Source: US Census Bureau, Coface

 

L’avenir incertain de la politique tarifaire américaine

Les effets observés des droits de douane pourraient ne représenter que le début d’un changement structurel du commerce mondial.

La décision de la Cour suprême américaine du 20 février 2026 d’invalider certains droits de douane instaurés sous l’IEEPA a introduit une nouvelle incertitude majeure.

Cette décision concerne la majorité des « droits réciproques » annoncés le 2 avril 2025, ainsi que les tarifs liés au fentanyl visant la Chine, le Canada et le Mexique. En revanche, les droits de douane appliqués dans le cadre des sections 232 et 301 restent en vigueur.

Sur les 272 milliards de dollars collectés depuis mars 2025, environ 166 milliards pourraient être remboursés aux entreprises américaines, ce qui constitue un enjeu financier majeur.

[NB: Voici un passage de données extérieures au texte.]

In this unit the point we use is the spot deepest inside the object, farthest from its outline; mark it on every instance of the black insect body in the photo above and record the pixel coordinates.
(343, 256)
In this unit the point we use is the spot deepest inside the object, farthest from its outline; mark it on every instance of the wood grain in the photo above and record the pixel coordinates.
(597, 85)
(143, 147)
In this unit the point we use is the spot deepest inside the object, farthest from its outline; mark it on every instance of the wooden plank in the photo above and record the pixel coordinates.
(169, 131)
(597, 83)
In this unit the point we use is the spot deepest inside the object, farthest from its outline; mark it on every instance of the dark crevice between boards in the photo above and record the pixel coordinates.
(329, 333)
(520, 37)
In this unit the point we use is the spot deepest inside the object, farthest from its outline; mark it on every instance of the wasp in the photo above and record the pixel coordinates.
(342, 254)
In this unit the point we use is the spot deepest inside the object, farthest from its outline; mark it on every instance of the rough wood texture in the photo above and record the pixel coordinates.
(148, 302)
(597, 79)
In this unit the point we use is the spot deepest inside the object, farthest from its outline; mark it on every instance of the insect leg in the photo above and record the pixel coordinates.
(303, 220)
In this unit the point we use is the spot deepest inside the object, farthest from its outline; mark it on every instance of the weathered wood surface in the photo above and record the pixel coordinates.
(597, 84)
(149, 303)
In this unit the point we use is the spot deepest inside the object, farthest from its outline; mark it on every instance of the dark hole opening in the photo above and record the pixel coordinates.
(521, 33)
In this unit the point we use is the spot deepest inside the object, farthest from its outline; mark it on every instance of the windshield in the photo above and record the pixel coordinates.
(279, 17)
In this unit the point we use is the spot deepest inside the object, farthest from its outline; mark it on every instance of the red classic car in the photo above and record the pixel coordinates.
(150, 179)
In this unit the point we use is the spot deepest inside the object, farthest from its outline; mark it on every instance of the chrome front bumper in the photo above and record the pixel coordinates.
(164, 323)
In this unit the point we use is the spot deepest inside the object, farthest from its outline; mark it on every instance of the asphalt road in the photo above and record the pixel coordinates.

Pour compenser cette invalidation, l’administration américaine a activé la section 122 du Trade Act de 1974, permettant l’instauration d’un tarif général de 10 %, pouvant être porté à 15 %, et applicable jusqu’au 24 juillet sous réserve de validation par le Congrès.

Des initiatives sont également en cours pour recréer un cadre tarifaire équivalent via d’autres dispositifs juridiques, notamment les sections 232 et 301.

Dans ce contexte, trois enseignements majeurs émergent.

  1. Premièrement, la stratégie commerciale américaine reste résolument offensive, réduisant la probabilité d’un recul rapide des mesures tarifaires malgré les risques économiques.
  2. Deuxièmement, l’incertitude juridique fragilise davantage le commerce international, les entreprises peinant à anticiper la stabilité du cadre réglementaire.
  3. Troisièmement, la capacité des entreprises à absorber durablement les coûts atteint ses limites, laissant présager une transmission progressive vers les consommateurs.

Après le « sprint » tarifaire de 2025, la guerre commerciale pourrait entrer dans une phase plus longue et plus progressive — un véritable « marathon » — avec des effets potentiellement plus inflationnistes à moyen terme.


 

1 Mesurés par l’indice des prix des intrants du Bureau of Labor Statistics (BLS), “inputs to industry price indexes”, ces évolutions reflètent une pression croissante sur les coûts des entreprises.